- Звони, дебил! А я пойду искать монтажку хотя бы. Где, б…, все наши?
Не спуская напряженного взгляда с двери, Донских достал телефон и набрал номер. Из квартиры Марьяны выглянул Костик, пожал плечами и спрятался обратно. Следователю не было дела ни до кого: он хватался за любую соломинку в попытке спасти любимую.
Несколько минут ожидания показались ему адом на Земле. Пытаясь сохранить рассудок, он пялился на эту чертову дверь и прокручивал в голове самые яркие воспоминания своей, как ему в тот момент казалось, никчемной жизни.
Босоногое детство. На бешеной скорости на велосипеде по траве. Разбитые коленки. С ранцем в школу. Умерла мама, бабушкины слезы, отец с бутылкой. Пышногрудая тетя, которая теперь требует звать ее мамой. Первая сигарета за углом возле школы. Количество подзатыльников от отца, увеличивающееся в геометрической прогрессии. Побег из дома, позорное возвращение. Одинокие вечера в гараже у реки, долгие ночи с гитарой у подъезда.
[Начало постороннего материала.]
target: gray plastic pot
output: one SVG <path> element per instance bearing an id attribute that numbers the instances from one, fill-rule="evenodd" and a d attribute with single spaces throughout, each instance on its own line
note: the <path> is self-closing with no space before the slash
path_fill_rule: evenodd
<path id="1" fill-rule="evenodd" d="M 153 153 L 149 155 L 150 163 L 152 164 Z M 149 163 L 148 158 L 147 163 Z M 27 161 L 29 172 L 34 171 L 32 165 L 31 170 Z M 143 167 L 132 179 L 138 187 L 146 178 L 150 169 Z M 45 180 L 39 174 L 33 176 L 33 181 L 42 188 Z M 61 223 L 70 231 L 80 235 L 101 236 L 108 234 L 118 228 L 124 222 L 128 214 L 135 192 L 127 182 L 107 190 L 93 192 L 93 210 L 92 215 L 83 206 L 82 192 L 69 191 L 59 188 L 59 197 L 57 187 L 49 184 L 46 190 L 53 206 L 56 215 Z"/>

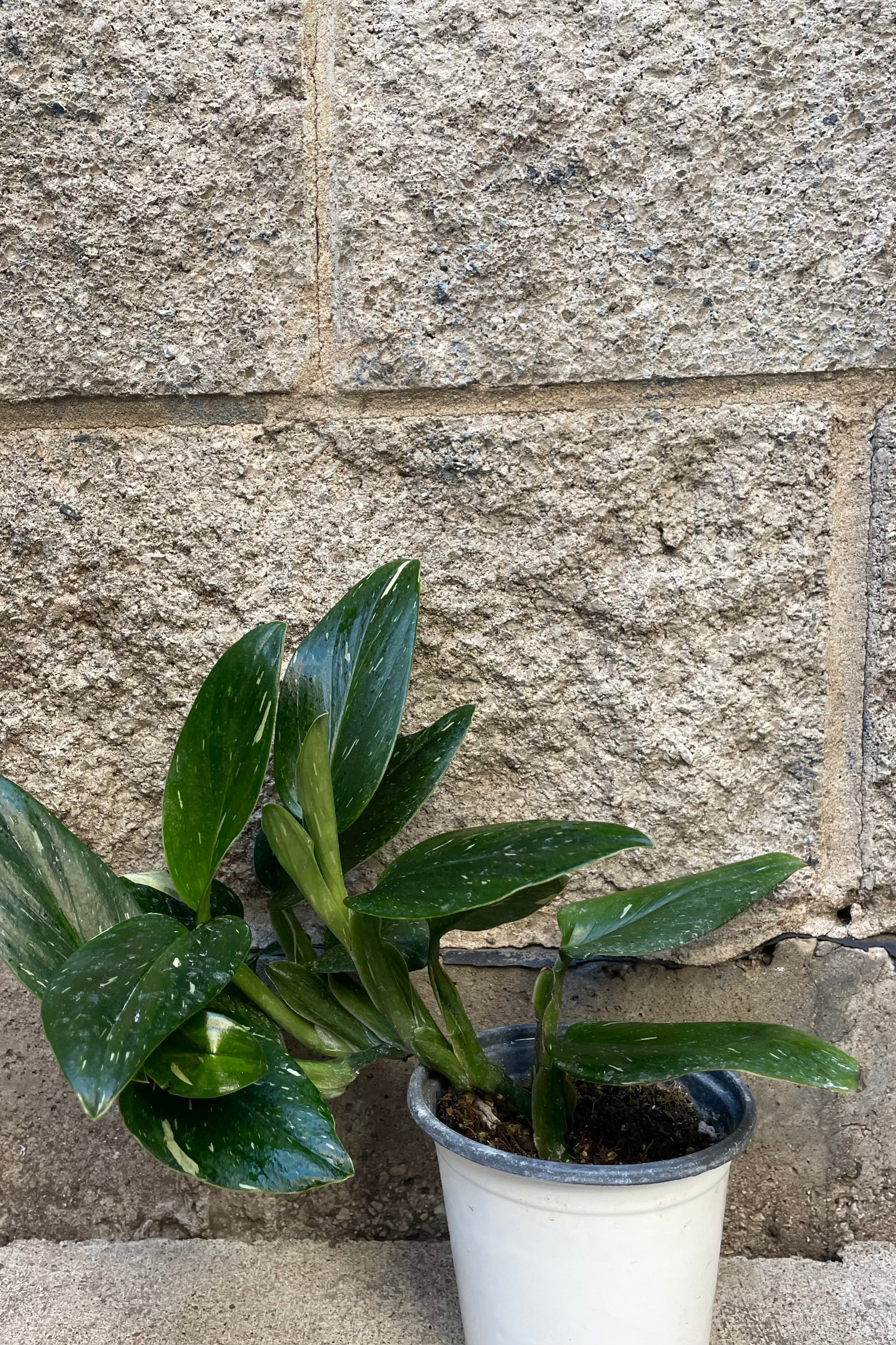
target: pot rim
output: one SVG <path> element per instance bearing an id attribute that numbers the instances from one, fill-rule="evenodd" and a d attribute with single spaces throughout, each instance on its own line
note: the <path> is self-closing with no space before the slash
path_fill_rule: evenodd
<path id="1" fill-rule="evenodd" d="M 477 1036 L 488 1054 L 489 1046 L 494 1049 L 514 1041 L 533 1042 L 535 1032 L 536 1025 L 527 1022 L 512 1028 L 490 1028 Z M 693 1081 L 695 1089 L 715 1093 L 723 1106 L 739 1118 L 724 1139 L 701 1149 L 700 1153 L 664 1158 L 656 1163 L 556 1163 L 545 1158 L 527 1158 L 523 1154 L 508 1154 L 502 1149 L 489 1149 L 476 1139 L 458 1135 L 438 1119 L 426 1102 L 423 1088 L 435 1080 L 442 1080 L 445 1088 L 450 1087 L 439 1073 L 427 1069 L 426 1065 L 418 1065 L 407 1085 L 407 1106 L 420 1130 L 439 1147 L 472 1163 L 535 1181 L 564 1182 L 574 1186 L 646 1186 L 654 1182 L 681 1181 L 729 1163 L 744 1151 L 756 1128 L 756 1104 L 746 1083 L 731 1069 L 701 1071 L 682 1075 L 678 1081 L 688 1092 L 692 1091 L 689 1081 Z"/>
Запах сгоревшего пороха, молодые лица друзей.
И она.
Большое светлое и яркое нечто, вдруг появившееся в его жизни. Такое теплое и чудесное, что он, как мальчишка, не знал, куда ему деваться, и как выразить свои чувства. Не мог ни спать, ни есть, ни пить, чтобы не забыть случайно вкус ее поцелуя. С ним первый раз в жизни случилась любовь. Большая, невозможная и во многом трагическая.
Сергею очень хотелось быть рядом, быть ее опорой, помочь справиться с любой бедой, встающей на пути. И он каждый раз подводил ее. Вот и сейчас сидел перед этой дверью и чувствовал себя бессильным ничтожеством, на которое нельзя положиться. Он не был достоин даже кончиков ее прекрасных волос, не то, что быть спутником этой женщины.
Все самые прекрасные моменты в жизни были связаны с ней – с его Мари. Она забралась в его сердце так же легко, как когда-то в его вязаный свитер, и, что удивительно, сразу оказалась там на своем месте. И ему было хорошо с ней и на полу, возле батареи в Машкиной квартире, когда они обменивались кефирными усами при поцелуе. И когда они с ветерком рассекали на мотоцикле ромашковое поле, и когда проводили веселые дни на речке вдвоем. И даже тихие вечера в их собственной маленькой квартирке без мебели были чудесно хороши.
Как он мог лишиться этого по собственной инициативе?
Ведь не было в его жизни потом за столько лет ничего хотя бы отдаленно столь же прекрасного, как Марьяна. Все женщины сливались в серую бесконечную череду манекенов без лиц – он даже не помнил их имен. А единственная попытка завести серьезные отношения закончилась горьким разочарованием, ведь труднее всего обмануть самого себя. Он искал там, где не стоило. Искал ее везде: в лицах прохожих, в запахе осенней листвы, в алых отсветах заката и в музыке их юности. А она всегда была рядом – живая, настоящая и такая же светлая, как сама жизнь. Протяни руку – и коснись.
Его вдруг вернул к реальности хлопок по плечу. А дальше как в тумане: с десяток крепких парней в одинаковой форме, в жилетах, балаклавах и шлемах (и некоторые почему-то в кроссовках вместо ботинок – так, видимо, удобнее). Одна группа снизу, вторая на этаж выше, третьи спускались с чердака к окну. Выбитая каким-то невероятным способом в секунду дверь. Пыль, шум, стук, топот десятков ног. Громкие крики.